The day we found out...

"We found out we are having a boy today! Instead of letting the ultrasound tech tell us we had her put it in an envelope and then we brought it home and Summer read, "It's a boy" to us. Tony and I were hoping for a boy since we already have a girl, so we are super excited! At first Summer was a little disappointed that we weren't giving her a sister but now she's super happy! Especially after I told her that I dressed my little brother up in dresses and put makeup on him. Sorry Blake!

Happy news right? Yeah, well let's back up to the part where I almost lost my patience with my OB. Before we could get to the exciting part of gender we were told some news that has us turning wheels and trying to figure out where to put our trust. They told us that the baby possibly has a very small cleft lip/palate. At first I was okay. I didn't want to talk about it because no one could tell me they were 100% sure that they know that my baby had one. They want to send me to a specialist and I am okay with that.
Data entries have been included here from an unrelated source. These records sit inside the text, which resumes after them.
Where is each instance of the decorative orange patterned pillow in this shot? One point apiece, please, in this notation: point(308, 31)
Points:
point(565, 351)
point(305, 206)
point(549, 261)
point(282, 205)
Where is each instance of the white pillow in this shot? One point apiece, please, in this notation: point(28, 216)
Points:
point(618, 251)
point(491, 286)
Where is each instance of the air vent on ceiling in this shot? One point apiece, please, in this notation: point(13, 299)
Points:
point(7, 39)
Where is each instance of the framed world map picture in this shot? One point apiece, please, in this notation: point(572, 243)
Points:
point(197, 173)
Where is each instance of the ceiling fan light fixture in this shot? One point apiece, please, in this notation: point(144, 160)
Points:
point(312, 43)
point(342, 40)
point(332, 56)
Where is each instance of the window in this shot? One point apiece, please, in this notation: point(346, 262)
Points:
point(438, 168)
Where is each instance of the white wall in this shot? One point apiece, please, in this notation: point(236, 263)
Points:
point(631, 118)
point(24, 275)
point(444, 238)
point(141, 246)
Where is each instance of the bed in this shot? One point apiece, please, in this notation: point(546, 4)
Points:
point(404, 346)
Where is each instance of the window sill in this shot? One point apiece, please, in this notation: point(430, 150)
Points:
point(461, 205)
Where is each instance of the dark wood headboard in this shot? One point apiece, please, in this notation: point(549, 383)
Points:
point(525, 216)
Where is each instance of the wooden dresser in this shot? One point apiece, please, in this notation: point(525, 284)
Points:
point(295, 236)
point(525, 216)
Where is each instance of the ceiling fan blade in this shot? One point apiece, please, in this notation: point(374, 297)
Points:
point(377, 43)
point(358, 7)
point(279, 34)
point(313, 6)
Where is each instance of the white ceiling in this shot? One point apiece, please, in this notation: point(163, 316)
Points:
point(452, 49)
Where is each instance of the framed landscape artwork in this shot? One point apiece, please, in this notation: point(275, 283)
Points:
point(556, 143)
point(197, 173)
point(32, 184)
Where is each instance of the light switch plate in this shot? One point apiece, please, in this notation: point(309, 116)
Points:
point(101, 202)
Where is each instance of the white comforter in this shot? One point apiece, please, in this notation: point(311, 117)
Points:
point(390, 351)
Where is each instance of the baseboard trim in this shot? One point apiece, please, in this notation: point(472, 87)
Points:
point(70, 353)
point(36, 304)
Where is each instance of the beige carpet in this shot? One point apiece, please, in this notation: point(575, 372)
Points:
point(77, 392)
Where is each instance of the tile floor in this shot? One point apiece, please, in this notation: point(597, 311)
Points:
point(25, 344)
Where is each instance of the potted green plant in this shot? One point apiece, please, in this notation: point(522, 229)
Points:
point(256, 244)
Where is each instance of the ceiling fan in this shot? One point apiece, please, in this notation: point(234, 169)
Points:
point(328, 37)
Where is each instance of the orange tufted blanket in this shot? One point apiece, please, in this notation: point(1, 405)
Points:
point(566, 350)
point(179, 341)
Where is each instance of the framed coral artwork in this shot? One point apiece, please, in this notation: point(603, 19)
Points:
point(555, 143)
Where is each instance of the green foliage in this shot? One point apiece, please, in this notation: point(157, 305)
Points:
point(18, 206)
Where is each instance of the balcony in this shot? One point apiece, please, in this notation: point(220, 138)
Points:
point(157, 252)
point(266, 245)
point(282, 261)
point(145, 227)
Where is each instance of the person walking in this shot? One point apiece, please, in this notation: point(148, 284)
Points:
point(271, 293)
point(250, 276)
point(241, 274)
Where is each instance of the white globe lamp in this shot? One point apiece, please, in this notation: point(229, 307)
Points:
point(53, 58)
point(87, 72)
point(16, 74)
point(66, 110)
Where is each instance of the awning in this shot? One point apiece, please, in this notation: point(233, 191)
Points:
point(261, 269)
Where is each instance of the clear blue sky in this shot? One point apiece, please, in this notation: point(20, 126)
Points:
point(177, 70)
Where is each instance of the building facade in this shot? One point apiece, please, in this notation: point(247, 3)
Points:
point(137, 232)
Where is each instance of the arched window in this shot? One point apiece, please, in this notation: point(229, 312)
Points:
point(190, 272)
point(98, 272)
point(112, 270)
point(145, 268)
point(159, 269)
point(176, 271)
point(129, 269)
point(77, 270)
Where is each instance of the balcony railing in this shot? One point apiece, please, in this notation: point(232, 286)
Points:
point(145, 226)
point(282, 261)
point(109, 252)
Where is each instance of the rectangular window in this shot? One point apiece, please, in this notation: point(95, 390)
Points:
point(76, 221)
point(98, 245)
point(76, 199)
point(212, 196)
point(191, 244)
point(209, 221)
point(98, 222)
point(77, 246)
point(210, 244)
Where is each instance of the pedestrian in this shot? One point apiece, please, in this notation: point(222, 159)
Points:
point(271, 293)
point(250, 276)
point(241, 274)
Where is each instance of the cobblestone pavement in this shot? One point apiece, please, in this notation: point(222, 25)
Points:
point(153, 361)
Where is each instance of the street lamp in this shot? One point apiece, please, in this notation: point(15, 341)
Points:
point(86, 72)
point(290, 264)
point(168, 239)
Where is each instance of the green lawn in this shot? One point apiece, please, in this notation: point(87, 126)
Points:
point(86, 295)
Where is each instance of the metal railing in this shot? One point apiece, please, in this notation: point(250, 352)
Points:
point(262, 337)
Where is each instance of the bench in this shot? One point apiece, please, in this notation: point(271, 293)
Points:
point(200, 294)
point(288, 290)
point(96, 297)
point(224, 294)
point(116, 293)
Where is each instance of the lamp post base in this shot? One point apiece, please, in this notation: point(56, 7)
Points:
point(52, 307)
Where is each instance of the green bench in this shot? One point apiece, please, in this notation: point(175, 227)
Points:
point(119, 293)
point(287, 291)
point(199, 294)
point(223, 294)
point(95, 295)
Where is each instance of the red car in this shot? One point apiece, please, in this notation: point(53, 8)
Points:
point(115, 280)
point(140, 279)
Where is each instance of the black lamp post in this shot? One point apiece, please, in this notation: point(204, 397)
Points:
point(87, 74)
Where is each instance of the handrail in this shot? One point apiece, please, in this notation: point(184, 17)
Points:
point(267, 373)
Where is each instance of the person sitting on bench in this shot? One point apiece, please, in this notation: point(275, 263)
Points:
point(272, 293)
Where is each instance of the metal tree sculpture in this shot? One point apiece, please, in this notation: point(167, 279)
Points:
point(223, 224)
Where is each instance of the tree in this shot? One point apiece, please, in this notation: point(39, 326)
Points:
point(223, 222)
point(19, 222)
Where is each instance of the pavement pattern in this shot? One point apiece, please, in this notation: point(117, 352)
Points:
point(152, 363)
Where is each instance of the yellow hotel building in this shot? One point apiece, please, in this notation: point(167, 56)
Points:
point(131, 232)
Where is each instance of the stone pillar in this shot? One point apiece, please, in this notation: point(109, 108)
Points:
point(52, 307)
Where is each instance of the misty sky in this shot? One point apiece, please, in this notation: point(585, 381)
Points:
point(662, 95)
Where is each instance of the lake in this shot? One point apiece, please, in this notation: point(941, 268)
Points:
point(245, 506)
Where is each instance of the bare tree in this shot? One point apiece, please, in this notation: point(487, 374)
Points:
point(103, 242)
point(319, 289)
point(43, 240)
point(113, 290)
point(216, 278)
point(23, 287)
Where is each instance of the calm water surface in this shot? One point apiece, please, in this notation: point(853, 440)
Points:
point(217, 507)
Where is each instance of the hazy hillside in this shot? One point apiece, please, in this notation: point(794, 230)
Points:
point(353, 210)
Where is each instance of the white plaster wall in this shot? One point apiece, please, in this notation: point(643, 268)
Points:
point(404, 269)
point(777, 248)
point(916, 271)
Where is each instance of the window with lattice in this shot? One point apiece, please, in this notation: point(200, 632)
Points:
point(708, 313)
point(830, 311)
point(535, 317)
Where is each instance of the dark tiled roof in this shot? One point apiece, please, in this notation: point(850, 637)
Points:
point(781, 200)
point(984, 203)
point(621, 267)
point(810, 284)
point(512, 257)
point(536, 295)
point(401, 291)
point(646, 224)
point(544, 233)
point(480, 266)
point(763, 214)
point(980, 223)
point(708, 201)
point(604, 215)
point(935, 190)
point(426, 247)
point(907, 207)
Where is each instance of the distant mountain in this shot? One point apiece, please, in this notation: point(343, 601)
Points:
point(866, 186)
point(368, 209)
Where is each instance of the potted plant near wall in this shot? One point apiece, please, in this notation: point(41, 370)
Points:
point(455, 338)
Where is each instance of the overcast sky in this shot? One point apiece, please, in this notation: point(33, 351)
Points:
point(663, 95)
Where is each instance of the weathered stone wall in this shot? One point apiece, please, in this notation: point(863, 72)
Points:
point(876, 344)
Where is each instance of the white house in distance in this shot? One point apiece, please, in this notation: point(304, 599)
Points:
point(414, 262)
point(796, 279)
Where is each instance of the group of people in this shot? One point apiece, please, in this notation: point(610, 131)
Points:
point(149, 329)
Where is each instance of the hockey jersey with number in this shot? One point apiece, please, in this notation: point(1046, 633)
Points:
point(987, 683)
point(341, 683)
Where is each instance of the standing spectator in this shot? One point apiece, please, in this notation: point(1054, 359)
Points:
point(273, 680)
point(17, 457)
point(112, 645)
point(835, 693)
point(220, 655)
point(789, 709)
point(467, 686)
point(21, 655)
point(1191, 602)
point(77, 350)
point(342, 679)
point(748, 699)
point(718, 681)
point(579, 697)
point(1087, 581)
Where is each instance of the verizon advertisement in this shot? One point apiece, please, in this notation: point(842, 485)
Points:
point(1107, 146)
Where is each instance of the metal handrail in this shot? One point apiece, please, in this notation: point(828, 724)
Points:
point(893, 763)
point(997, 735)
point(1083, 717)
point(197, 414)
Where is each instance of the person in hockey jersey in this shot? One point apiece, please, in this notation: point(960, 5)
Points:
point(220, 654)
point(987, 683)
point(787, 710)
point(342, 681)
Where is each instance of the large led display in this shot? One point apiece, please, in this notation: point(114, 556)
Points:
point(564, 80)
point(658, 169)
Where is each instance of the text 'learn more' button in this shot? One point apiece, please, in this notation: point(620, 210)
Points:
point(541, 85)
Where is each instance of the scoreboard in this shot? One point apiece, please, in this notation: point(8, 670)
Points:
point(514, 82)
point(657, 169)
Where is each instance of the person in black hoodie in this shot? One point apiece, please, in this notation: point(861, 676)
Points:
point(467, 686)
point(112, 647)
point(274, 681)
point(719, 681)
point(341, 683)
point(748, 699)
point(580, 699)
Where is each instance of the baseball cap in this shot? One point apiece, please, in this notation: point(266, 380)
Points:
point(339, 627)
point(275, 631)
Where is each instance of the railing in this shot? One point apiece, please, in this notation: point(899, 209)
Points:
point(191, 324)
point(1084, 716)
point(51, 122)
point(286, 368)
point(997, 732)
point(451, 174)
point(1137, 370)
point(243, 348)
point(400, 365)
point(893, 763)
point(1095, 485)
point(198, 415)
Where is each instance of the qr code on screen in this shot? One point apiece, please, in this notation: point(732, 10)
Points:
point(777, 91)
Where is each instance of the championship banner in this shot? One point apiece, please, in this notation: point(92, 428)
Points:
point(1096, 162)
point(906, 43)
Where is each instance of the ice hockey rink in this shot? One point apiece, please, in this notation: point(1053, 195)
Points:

But why make a big deal and make me feel like I should be upset or freaking out when I honestly wanted them to stop talking about it and just make an appointment and at the time of that appointment, I would talk to that doctor about it and we could make an action plan. To me it's stupid wasting time talking about something no one knows for sure." - Excerpt from my journal on September 4th.

So all of those feelings on that day had me in compete defense mode. My poor husband... on the way home I cried, screamed and cried some more. I blamed the ultrasound tech, the nurse and our doctor. I needed someone to take the blame because in my head I was blaming myself. Did I do something wrong? Was it because I couldn't take my prenatal vitamins until recently? Of course they were the easy target, they were the barriers of the bad news. So fast forwarding back to the gender reveal... when I got home, I was an emotional wreck. My eyes were red and puffy and I was full of anger. How on earth was I going to put a smile on my face and let our daughter read our ultrasound? I wanted it to be this perfect little moment that we would cherish for the rest of our lives and share with our new bundle of joy when he/she was old enough to hear about his birth story. Well, that's simple. Have your 6 year old daughter give you a hug and make a joke! Summer had me smiling so big that I was ready to do our gender reveal. I will never forget her face and body language when she read, "It's a... boy." Her voice got lower and her shoulders shrunk. So in reality, it is a day we will never forget!